Dan Graziano Says First-Round Pick Could Have Moved Devon Achane

Dan Graziano Says First-Round Pick Could Have Moved Devon Achane

devon achane made it through the NFL Draft without a trade, but Miami’s stance was not as fixed as it looked. Dan Graziano said the Dolphins’ view of the running back might have shifted if another team had put a first-round pick on the table.

“All I'll say on that is if a team offered a first-round pick for Achane, as the Broncos did for Waddle, the Dolphins' opinion of the standout running back as part of their future might have wavered a bit.”

Miami’s Draft Line

That was the threshold. Graziano was not saying there were offers for Achane, only that a first-round pick could have changed how Miami weighed him during the draft window. A move was not going to happen unless another team could finish a contract quickly or already knew it could.

Jon-Eric Sullivan has said the Dolphins’ position has been to extend Achane and keep him in Miami. That makes the draft silence more than a delay; it points to a team that was holding its line on a player entering a contract year while still listening to where the market might go.

Achane’s Price Range

The money attached to that market is not small. The Dolphins can expect to pay him in the $12 million to $14 million per year range, a figure that puts a clean floor under any extension talks and gives Miami a number to compare against any trade scenario.

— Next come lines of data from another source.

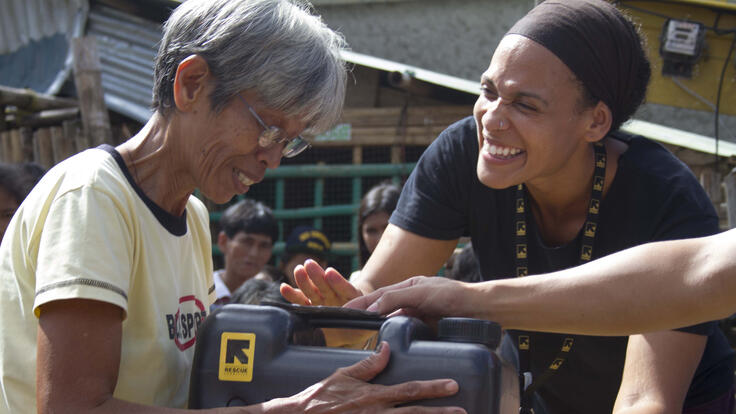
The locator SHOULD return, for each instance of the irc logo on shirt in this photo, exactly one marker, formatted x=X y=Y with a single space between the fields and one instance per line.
x=184 y=323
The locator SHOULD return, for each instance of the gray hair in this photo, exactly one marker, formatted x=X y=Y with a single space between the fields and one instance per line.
x=276 y=48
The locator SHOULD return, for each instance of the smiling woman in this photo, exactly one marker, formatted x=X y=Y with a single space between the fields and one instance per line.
x=106 y=271
x=541 y=179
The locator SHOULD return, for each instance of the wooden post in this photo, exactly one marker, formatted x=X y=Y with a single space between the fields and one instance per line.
x=5 y=146
x=42 y=148
x=3 y=124
x=88 y=80
x=16 y=146
x=62 y=147
x=729 y=184
x=711 y=182
x=73 y=132
x=26 y=142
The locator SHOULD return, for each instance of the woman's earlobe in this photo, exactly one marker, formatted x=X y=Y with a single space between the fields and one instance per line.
x=191 y=78
x=601 y=122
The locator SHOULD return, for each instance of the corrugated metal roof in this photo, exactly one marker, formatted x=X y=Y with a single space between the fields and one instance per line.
x=34 y=41
x=127 y=46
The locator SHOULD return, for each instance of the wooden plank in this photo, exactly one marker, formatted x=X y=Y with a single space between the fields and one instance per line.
x=427 y=115
x=411 y=135
x=44 y=118
x=31 y=100
x=88 y=80
x=729 y=184
x=62 y=146
x=42 y=148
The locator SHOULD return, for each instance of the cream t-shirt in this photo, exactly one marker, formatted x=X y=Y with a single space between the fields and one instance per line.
x=86 y=231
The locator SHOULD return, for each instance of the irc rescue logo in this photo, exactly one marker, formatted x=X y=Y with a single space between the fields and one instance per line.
x=236 y=356
x=184 y=323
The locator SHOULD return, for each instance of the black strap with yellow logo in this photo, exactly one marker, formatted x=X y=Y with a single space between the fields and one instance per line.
x=529 y=385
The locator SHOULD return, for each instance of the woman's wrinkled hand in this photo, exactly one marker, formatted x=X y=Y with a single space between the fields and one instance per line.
x=347 y=391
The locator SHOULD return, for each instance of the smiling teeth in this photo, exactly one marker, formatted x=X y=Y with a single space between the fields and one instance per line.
x=503 y=151
x=245 y=180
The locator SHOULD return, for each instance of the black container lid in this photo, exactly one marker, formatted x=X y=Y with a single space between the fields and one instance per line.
x=478 y=331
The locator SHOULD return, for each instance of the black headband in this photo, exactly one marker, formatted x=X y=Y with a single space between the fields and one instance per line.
x=599 y=45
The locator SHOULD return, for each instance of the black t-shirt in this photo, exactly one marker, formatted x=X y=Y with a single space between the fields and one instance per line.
x=654 y=196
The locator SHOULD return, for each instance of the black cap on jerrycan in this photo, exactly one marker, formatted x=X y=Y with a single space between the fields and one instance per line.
x=468 y=330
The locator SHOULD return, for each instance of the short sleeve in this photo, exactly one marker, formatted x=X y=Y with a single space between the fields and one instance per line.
x=434 y=200
x=85 y=250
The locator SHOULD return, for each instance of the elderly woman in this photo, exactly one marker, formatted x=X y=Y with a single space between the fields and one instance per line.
x=106 y=268
x=541 y=180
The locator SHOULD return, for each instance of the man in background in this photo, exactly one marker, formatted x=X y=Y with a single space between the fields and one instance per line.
x=248 y=231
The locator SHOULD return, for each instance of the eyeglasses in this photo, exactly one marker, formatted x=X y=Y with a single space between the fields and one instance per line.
x=274 y=135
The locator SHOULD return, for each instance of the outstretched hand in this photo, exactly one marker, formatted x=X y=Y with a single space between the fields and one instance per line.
x=318 y=286
x=347 y=391
x=420 y=296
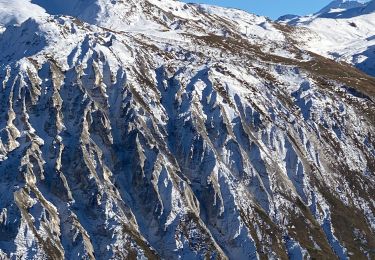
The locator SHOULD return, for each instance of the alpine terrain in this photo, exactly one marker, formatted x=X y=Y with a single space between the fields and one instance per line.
x=156 y=129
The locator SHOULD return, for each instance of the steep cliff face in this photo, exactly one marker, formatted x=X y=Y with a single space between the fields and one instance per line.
x=185 y=138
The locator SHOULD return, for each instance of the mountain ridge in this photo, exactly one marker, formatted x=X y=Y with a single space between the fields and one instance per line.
x=204 y=136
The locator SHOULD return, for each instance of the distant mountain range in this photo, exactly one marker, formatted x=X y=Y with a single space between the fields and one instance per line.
x=156 y=129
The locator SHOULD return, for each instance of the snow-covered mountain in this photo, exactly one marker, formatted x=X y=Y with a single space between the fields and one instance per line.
x=17 y=11
x=344 y=31
x=163 y=130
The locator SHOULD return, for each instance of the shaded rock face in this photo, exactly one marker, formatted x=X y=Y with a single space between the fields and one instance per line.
x=192 y=142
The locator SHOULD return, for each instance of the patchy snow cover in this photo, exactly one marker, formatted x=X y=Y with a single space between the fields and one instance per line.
x=344 y=34
x=158 y=129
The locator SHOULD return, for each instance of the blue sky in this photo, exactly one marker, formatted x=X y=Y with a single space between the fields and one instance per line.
x=271 y=8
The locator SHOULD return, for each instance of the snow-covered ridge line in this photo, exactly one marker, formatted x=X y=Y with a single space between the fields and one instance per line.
x=185 y=138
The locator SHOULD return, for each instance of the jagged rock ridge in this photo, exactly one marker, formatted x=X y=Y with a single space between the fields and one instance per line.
x=186 y=140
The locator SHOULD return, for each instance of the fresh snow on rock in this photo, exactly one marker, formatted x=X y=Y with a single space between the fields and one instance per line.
x=343 y=31
x=163 y=130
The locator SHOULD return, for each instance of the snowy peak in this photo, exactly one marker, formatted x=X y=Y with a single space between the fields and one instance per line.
x=17 y=11
x=340 y=5
x=346 y=9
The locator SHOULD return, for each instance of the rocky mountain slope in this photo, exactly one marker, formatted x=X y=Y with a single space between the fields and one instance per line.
x=161 y=130
x=343 y=31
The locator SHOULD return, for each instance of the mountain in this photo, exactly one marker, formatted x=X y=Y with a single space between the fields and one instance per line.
x=342 y=31
x=162 y=130
x=17 y=11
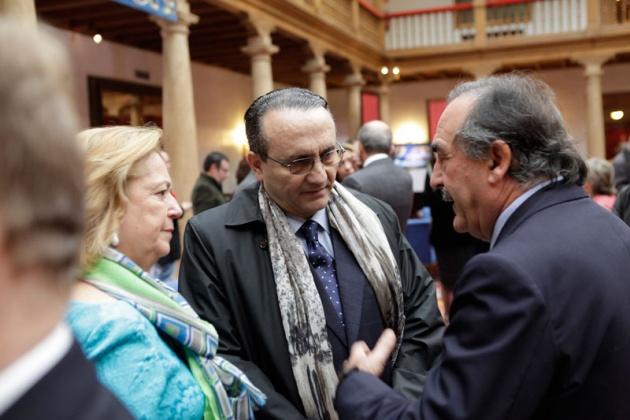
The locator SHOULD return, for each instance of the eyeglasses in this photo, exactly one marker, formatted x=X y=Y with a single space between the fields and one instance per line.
x=305 y=165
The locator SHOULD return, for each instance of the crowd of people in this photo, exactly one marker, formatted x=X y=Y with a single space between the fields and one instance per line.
x=300 y=296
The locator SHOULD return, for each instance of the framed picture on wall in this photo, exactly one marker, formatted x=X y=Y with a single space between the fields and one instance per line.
x=116 y=102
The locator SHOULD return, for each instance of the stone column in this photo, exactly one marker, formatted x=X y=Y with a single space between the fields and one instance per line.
x=596 y=141
x=316 y=68
x=481 y=24
x=20 y=10
x=180 y=126
x=260 y=48
x=355 y=82
x=383 y=101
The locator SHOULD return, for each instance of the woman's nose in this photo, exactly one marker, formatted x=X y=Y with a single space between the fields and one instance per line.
x=174 y=210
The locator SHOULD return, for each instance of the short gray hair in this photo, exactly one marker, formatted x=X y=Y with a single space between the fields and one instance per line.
x=521 y=111
x=289 y=98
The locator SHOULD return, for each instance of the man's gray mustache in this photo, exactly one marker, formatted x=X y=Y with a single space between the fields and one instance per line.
x=445 y=195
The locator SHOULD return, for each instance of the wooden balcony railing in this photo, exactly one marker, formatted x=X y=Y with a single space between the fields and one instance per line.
x=461 y=23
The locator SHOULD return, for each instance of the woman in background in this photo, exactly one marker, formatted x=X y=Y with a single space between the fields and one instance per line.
x=600 y=182
x=150 y=349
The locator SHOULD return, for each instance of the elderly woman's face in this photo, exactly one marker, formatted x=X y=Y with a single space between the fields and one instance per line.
x=147 y=227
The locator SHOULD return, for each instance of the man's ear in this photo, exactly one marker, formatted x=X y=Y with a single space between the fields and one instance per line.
x=255 y=162
x=500 y=160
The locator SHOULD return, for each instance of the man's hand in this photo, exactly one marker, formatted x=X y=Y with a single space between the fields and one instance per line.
x=371 y=361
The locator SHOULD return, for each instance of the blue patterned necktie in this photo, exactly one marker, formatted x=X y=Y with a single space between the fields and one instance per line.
x=322 y=263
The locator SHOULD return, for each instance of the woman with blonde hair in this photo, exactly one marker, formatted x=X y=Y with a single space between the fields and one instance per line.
x=149 y=347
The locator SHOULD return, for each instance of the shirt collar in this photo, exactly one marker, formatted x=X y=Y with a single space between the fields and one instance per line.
x=320 y=217
x=509 y=211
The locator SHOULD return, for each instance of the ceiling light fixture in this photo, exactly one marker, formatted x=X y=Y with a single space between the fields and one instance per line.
x=616 y=115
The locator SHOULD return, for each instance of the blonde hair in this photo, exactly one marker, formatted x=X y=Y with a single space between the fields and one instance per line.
x=41 y=172
x=112 y=155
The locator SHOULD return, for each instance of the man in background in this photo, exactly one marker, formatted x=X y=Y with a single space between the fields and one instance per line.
x=539 y=323
x=208 y=192
x=43 y=373
x=380 y=177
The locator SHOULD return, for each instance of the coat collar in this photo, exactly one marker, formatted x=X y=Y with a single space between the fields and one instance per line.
x=244 y=207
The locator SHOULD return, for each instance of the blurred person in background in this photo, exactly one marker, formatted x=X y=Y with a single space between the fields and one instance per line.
x=149 y=347
x=208 y=191
x=244 y=176
x=380 y=177
x=599 y=182
x=347 y=166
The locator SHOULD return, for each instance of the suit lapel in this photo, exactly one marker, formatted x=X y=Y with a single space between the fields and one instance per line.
x=546 y=197
x=352 y=283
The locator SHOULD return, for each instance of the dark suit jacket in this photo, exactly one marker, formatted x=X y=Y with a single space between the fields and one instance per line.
x=386 y=181
x=69 y=391
x=540 y=325
x=227 y=276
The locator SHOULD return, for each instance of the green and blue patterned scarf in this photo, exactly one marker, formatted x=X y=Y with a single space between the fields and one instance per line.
x=229 y=393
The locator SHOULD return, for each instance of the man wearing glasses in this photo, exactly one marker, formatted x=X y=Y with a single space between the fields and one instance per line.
x=297 y=268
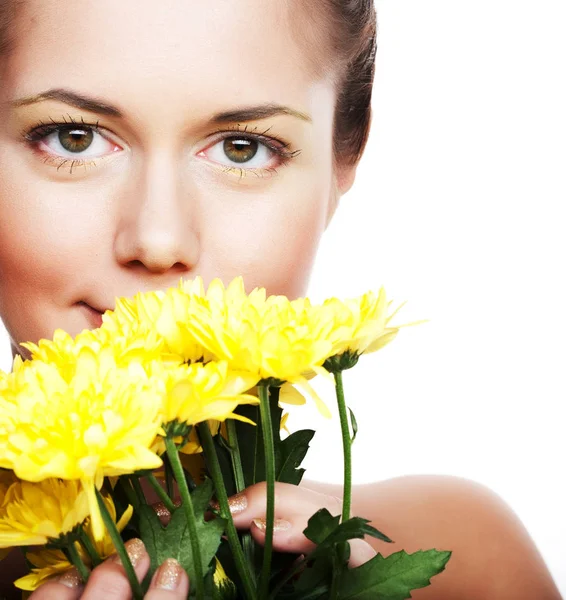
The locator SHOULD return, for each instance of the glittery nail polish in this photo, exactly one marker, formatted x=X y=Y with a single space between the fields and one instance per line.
x=237 y=503
x=135 y=549
x=278 y=524
x=70 y=579
x=168 y=576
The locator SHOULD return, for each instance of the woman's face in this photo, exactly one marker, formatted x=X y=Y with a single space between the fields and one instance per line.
x=143 y=141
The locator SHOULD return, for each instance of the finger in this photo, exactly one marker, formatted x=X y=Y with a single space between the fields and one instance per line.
x=360 y=553
x=109 y=580
x=68 y=586
x=169 y=582
x=288 y=536
x=289 y=500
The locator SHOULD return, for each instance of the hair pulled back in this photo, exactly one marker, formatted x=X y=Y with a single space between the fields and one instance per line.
x=352 y=29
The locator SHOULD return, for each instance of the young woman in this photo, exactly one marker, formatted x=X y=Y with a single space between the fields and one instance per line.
x=142 y=142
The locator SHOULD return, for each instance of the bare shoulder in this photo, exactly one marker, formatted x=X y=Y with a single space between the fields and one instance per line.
x=493 y=556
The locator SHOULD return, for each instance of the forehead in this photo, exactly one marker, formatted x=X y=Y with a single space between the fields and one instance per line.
x=190 y=52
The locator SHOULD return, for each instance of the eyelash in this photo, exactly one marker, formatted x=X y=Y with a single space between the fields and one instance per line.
x=280 y=148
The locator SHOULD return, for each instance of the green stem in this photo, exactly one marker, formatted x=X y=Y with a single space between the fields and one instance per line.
x=268 y=446
x=169 y=478
x=216 y=473
x=161 y=493
x=75 y=558
x=347 y=492
x=90 y=548
x=335 y=577
x=347 y=445
x=137 y=489
x=126 y=485
x=137 y=591
x=247 y=541
x=173 y=455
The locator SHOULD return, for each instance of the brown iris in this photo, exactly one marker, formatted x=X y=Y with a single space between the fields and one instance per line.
x=75 y=139
x=240 y=150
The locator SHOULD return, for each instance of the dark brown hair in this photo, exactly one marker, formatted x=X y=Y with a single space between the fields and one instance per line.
x=346 y=30
x=353 y=40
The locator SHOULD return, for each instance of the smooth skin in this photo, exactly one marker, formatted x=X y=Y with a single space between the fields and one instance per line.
x=168 y=100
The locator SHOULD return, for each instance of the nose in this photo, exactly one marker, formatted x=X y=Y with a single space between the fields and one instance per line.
x=157 y=230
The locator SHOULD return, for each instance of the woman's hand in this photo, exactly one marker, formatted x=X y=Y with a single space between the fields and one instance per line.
x=109 y=580
x=294 y=506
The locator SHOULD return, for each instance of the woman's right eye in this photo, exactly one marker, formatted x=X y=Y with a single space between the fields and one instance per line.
x=72 y=141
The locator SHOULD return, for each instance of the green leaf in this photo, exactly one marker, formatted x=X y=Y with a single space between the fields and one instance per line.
x=173 y=541
x=289 y=453
x=321 y=525
x=292 y=451
x=392 y=578
x=354 y=425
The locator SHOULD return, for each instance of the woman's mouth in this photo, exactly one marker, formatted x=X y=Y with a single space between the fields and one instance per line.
x=93 y=315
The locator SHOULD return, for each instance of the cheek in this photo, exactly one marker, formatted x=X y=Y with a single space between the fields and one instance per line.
x=41 y=262
x=271 y=240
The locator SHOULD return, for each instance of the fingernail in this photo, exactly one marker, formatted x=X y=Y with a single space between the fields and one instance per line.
x=237 y=504
x=70 y=578
x=278 y=524
x=168 y=576
x=135 y=549
x=161 y=511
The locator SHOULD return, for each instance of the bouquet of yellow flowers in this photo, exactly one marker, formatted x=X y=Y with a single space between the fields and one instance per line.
x=187 y=387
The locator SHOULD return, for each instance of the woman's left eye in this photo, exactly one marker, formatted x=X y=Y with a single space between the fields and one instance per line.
x=245 y=153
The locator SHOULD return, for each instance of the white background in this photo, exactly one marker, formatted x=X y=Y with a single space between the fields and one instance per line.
x=457 y=209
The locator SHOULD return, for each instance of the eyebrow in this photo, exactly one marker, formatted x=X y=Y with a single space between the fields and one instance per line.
x=250 y=113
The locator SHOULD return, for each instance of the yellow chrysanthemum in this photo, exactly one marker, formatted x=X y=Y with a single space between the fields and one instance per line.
x=101 y=421
x=270 y=336
x=124 y=346
x=35 y=513
x=202 y=392
x=7 y=478
x=164 y=313
x=49 y=564
x=225 y=587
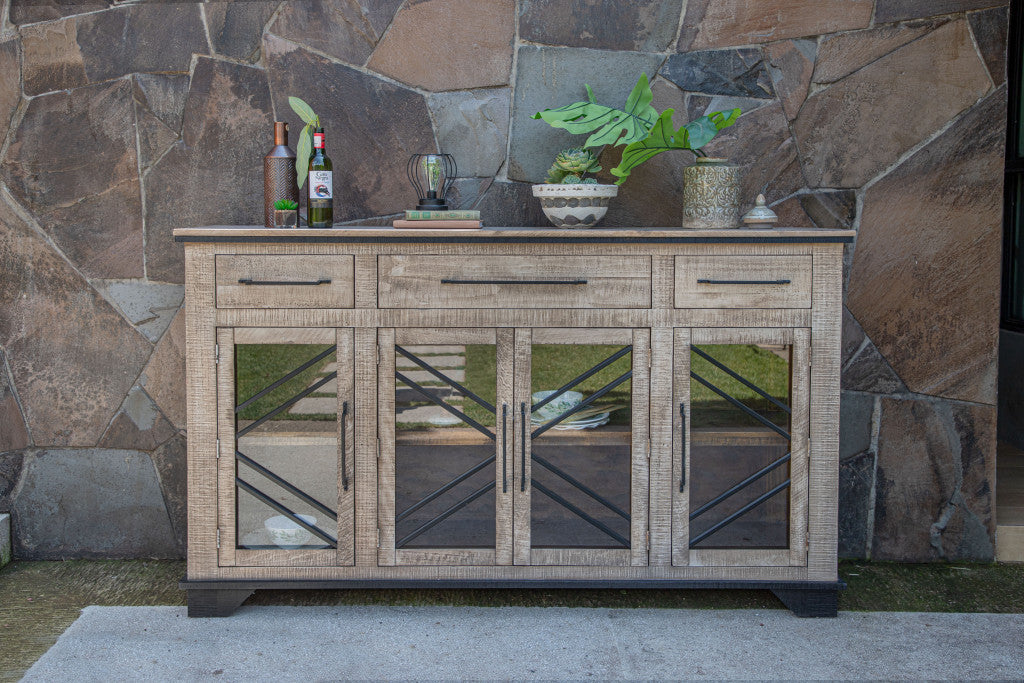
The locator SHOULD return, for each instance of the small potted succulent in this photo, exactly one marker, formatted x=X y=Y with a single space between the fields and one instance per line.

Breece Hall recently received an extension, and Dallas’ Javonte Williams is one of the contracts being used as a comparison for Achane. Those deals do not settle Miami’s choice, but they give the team a narrower band to work in as it sorts out whether the back belongs in the future or becomes a leveraged asset.

June 1 And Beyond

The calendar still matters. The Dolphins could have more financial options after June 1, which gives them another point of flexibility if they decide to push toward a deal instead of carrying the uncertainty deeper into the offseason.

For now, the clearest number is the one that might have changed everything: a first-round pick. If a team had been willing to pay that, Miami’s view of Achane might have wavered. Without it, the Dolphins kept him, kept the extension talk alive, and kept the price in the $12 million to $14 million range.